■ 大野和士:プロコフィエフのピアノ協奏曲 第3番 (2011.7.25)

いま大野和士はフランスから帰国して、昨日(7/24)は京都市響でマーラーの交響曲第3番を振っているはずである。チケットをとるチャンスを逸して聞きのがす結果となってしまった。大野の、マーラーへの傾倒ぶりを見るにつけ、残念な感がいっそうつのる。

このところの猛暑がたまらない。エル・バシャと協演した、プロコフィエフのピアノ協奏曲全集。
第3番を聞くと、胸のすくような爽快な演奏に暑さが吹き飛ぶ。エル・バシャの豪快なピアノの弾きぶりもすごいものだ。

雑誌『レコード芸術』の最新号(2011/8月号)を見ると、――図書館でページをめくっただけなのだが、エル・バシャのインタビュー記事が載っている。
2日間の演奏会で全曲を弾いたとのこと。いつものことのようだが、全曲暗譜でやったとのこと。(2004/9月の録音)
大野との共演については、「正確かつエネルギッシュ、私がプロコフィエフに対して考えていることと非常に近いものを持っていて、幸せなときを過ごした」とのことだ。


■ エル・バシャと 大野和士 指揮 モネ劇場オケ 《プロコフィエフ ピアノ協奏曲 全5曲》 (2005.1.23)

このCDはすごい。ライブならではの熱気、協奏曲に欠かせない独奏とオケの対照。ピアニストの胸のすくようなテクニック。これらをすべて高いレベルで満足させてくれる。ピアニストのエル・バシャもすごいが、バックの大野和士も万全だ。きらめく才能のぶつかり合った新鮮な演奏だ。

大野和士のプロコフィエフは以前、NHK-FMでピアノ協奏曲 第2番が放送された(2004.10.13)。ピアノはロシア出身のアナトール・ウゴルスキー(1942年生まれ)。オケは北ドイツ放送交響楽団(NDR)。2004.5.7 Hamburg, Musikhalleのライブ録音であった。



今回のピアノ協奏曲全曲は、エル・バシャ (El Bacha) と共演したもので、オケは手兵のモネ劇場オーケストラ (ベルギー王立歌劇場管弦楽団)。CD2枚組、AMG Records Fuga Libera (FUG505)レーベル。

<録音データ>
  2004.9.24 (1、3、4番)
  2004.9.26 (2、5番)
  ブリュッセル パレ・デ・ボザール (ライヴ録音)


◆第2番
前回FM放送のNDRに比べて、オケの音色が格段に違う。ブラスが明るくきらめく、時に激しい打楽器を思わせるピアノと対立する。プロコフィエフにマッチした音色だ。切れ味の良いオーケストラ。大野のバックアップが光る。

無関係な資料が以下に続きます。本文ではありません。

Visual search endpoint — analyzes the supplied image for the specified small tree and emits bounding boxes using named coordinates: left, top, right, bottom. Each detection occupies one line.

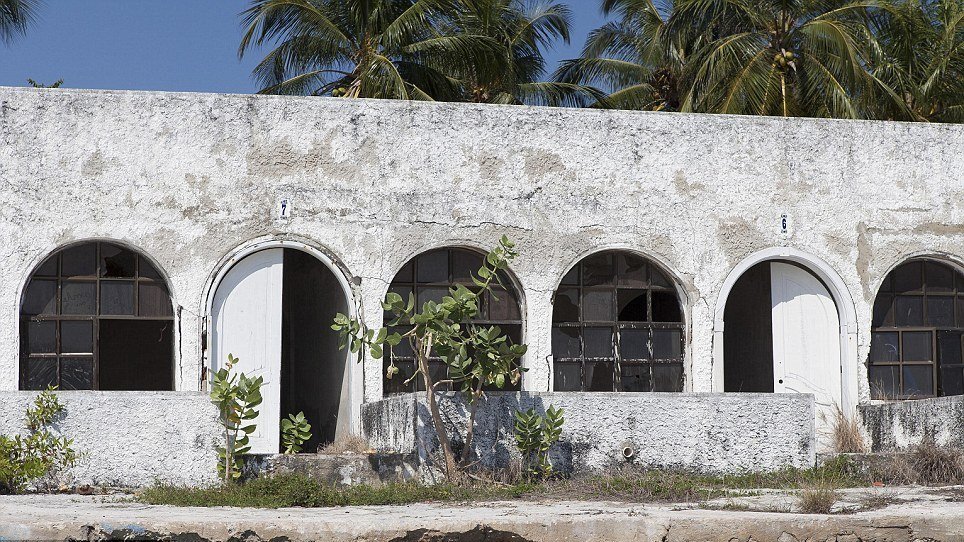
left=332, top=236, right=527, bottom=480
left=210, top=354, right=263, bottom=483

第1楽章は何か神秘的な大きなものを予感させる響きから始まる。そこにピアノが強烈にバリバリと割り込む。ピアノのテクニックが存分に展開される。第4楽章には、懐かしい思いのメロディーが出てくる。混乱から抜け出すように圧倒的なオケと、息詰まるようなピアノの強奏で終わる。

◆第3番
やはり協奏曲として傑作だと思う。演奏もピアノ・オケともに一体となった熱演であった。クラリネットの静かな序奏から、わき立つように息もつかせぬ感でピアノが突き進む。ピアニストの気迫も熱く伝わってくる。テクニックも水際だったものだ。

第2楽章のモノローグ風な静かな場面もしみ込んでくる。終楽章に入って、ロマンチックな展開を経て、終結へ。強烈なピアノの打鍵とオケの色彩的な対立を存分に堪能できた。終演後の聴衆の拍手も、この第3番が一番すごい熱狂的だ。おそらく会場一杯のスタンディング・オベーションではなかったか?

◆第1番
一部に習作的な匂いを感じるものの、コンパクトな聞きやすい曲である。第1楽章に出てくるラフマニノフを思わせるテーマが印象的。このテーマは第3楽章でもう一回出てくる。